Чудесная перемена стала медленно происходить в Дэвиде. Эта сколоченная из грубых бревен хижина своим весельем подействовала на него возбуждающим образом. Его тело, ослабевшее под бременем долгих душевных и физических страданий, казалось, наполнилось новыми силами.
Мари что-то сказала своему мужу; тот, распахнув дверцу духовки, вытащил громадную сковородку с жарким, при виде которого отец Ролан вскрикнул от радости.
— Утка, откормленная рисом, и кролик, мой любимец кролик, зажаренный с луком и хорошо поперченный, — пожирая глазами сковороду, объявил отец Ролан. — Разве есть на земле лучшее блюдо, чтобы вдохнуть жизнь в человека? А кофе, Дэвид! Кофе, приготовленный Мари! Ведь это настоящая амброзия, настоящий эликсир юности! Снимите пиджак, Дэвид, и будьте, как дома!
Снимая пиджак, а вслед затем воротник и галстук, Дэвид думал о своем чемодане, полном изящных костюмов, пикейных рубах, высоких воротничков, замшевых перчаток и почувствовал, как загорелись кончики его ушей. Он сейчас жалел, что отдал отцу Ролану квитанцию от этого чемодана.

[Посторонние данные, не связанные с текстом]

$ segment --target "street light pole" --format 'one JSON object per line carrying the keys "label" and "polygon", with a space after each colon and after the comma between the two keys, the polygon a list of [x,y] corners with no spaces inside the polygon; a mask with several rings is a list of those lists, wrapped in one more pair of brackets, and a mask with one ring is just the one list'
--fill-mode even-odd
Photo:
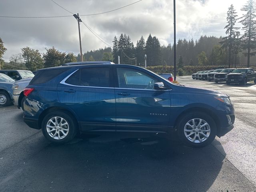
{"label": "street light pole", "polygon": [[176,10],[175,9],[175,0],[173,0],[173,20],[174,26],[174,82],[176,81]]}
{"label": "street light pole", "polygon": [[84,61],[84,60],[83,59],[83,54],[82,52],[82,44],[81,43],[81,34],[80,33],[80,22],[82,22],[82,20],[79,17],[79,14],[78,13],[77,15],[76,14],[74,14],[73,15],[76,20],[77,20],[77,22],[78,24],[78,33],[79,34],[79,43],[80,44],[80,56],[81,56],[81,61]]}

Дэвид и отец Ролан сели за стол. Торо сел с ними за компанию, а Мари осталась стоять позади. Вначале Дэвид недоумевал, как приступить к делу. Перед ним стояла большая оловянная тарелка, а на ней лежала трехфунтовая жирная, прекрасно зажаренная утка. Чтобы выиграть время, он засучил рукава и выпил стакан воды, вместе с тем наблюдая за голодным отцом Роланом. Тот вонзил свою вилку в грудь утки, схватил пальцами ножку и, сильно дернув, оторвал ее. Дэвид и раньше ел уток, подававшихся под изысканными соусами, но та, которую он ел у Торо, была совсем не похожа на все, которые ему приходилось пробовать. Он с опасением принялся за трехфунтовую порцию, а покончив с ней, почувствовал такое удовлетворение, какого никогда прежде не испытывал. Дэвид готов был устыдиться своей прожорливости, но заметил, что отец Ролан, казалось, только вошел во вкус: справившись с уткой, тот с жаром атаковал кролика с луком. Дэвид же ограничился тем, что выпил три чашки кофе.
Окончательно насытившись, отец Ролан откинулся со вздохом удовлетворения и вытащил из одного из своих объемистых карманов потертый кожаный мешочек. Оттуда достал черную трубку и табак. Торо и Дэвид последовали его примеру.
Мари уселась около стены и не присоединялась к их обществу. Опираясь на руку, сияющими глазами она смотрела на довольные лица мужчин. Картина, представшая ее взору, вполне вознаграждала ее за все труды. У нее был счастливый вид. Дэвид чувствовал, что в этой простой бревенчатой хижине царила радость, радость дружбы и любви, которой так сильно недоставало ему в его богатом, роскошном доме.
Немного времени спустя Торо провел Дэвида в предназначенную для него маленькую комнатку, отделенную деревянной перегородкой от комнаты, в которой должен был спать отец Ролан. Владелец лисьего питомника поставил на стол около кровати лампу и пожелал Дэвиду спокойной ночи.